Dans les lieux de détention, dans les allées, les rues et les centres de détention temporaire pendant les interrogatoires, les femmes sont souvent victimes de harcèlement sexuel grossier et d’abus verbaux de nature sexuelle. Le transfert des femmes de la prison de Qarchak au centre de détention de Shapour a été identifié comme un facteur important contribuant à la prévalence de ces abus. Le centre de détention Shapour est l’un des centres de détention les plus notoires et les plus intimidants de Téhéran, réputé pour ses « interrogatoires techniques » caractérisés par des passages à tabac, des pendaisons et des actes de torture pour obtenir des aveux – des pratiques qui ont entraîné un nombre important de décès signalés au cours des interrogatoires.
Lors d’un entretien avec la HRA, une militante des droits de la femme a déclaré : « J’ai été attirée par le travail en faveur des droits de l’homme en raison d’un sentiment de profonde injustice.
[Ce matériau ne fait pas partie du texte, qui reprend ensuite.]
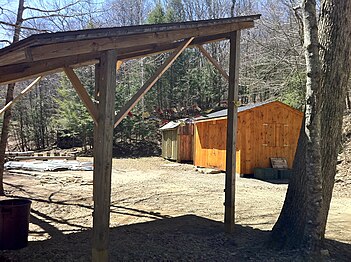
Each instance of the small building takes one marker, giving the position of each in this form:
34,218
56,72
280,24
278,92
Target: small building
177,140
265,130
En Iran, où la tapisserie juridique et culturelle est tissée de fils d’inégalité entre les sexes, être une femme et un défenseur des droits humains, c’est comme marcher sur une corde raide. Chaque pas est mesuré, chaque mot est pesé en fonction de ses répercussions potentielles. Contrairement à mes homologues masculins, mon activisme est souvent perçu non seulement comme une prise de position politique, mais aussi comme une trahison de ma nature féminine « inhérente » et de mon rôle dans la société. Ma famille craint pour ma sécurité, et elle a toutes les raisons de le faire. J’ai été menacée, harcelée et je vis constamment dans l’ombre d’une possible arrestation.
Mais ce sont les petites victoires, les changements progressifs et l’espoir d’un avenir plus équitable qui me font avancer. Le plus difficile ? Savoir que malgré nos efforts, le système est conçu contre nous, et que le chemin vers l’égalité et la justice est escarpé et périlleux ».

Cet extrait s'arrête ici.